Does the Third Way help relieve us of our present discontents? Or, to put that more concretely, are controls on international investment justified when, as the New York Times said on Sunday, experts prepare to re-think systems as free flowing capital sinks nations? Professor Giddens talks about establishing an Economic Security Council within the United Nations - an intriguing proposal given the popularity still in that body of the statist and interventionist reflexes the Third Way is meant to be expunging from the domestic body politic. It is at this point that the intellectual weaknesses of the Third Way become obvious. This is not Das Kapital or the Constitution of Liberty; it's more an odyssey by Candide. When, in March, the International Monetary Fund's newsletter said capital liberalisation was 'irreversible' it was asserting the kind of teleological confidence marketeers have commonly exhibited of late. Is it misplaced? The answer can surely only be convincing if it is couched in terms of some theory of world economic order or even, whisper it who dares, analysis of capitalism, the word used with such Gallic style by Lionel Jospin - whose own programme for action turns out, surprise, to be as vague and hopeful as Tony Blair's.

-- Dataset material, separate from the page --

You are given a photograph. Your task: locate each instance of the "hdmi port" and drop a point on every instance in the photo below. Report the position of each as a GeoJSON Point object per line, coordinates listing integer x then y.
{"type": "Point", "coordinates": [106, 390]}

'Le crise mondiale et nous', Le Nouvel Observateur, September 10-16,1998 Maurice Cowling, Mill and Liberalism, Cambridge University Press, 1990 Is There a Third Way? Institute of Economic Affairs, 1998 Die Zeit, September 17 Tony Blair, The Third Way: New Politics for the New Century, Fabian Society (fabian-society at geo2.poptel.org.uk) Anthony Giddens, The Third Way, Polity Press, Cambridge 1998
David Walker edits Analysis.
Louis Proyect
(http://www.panix.com/~lnp3/marxism.html)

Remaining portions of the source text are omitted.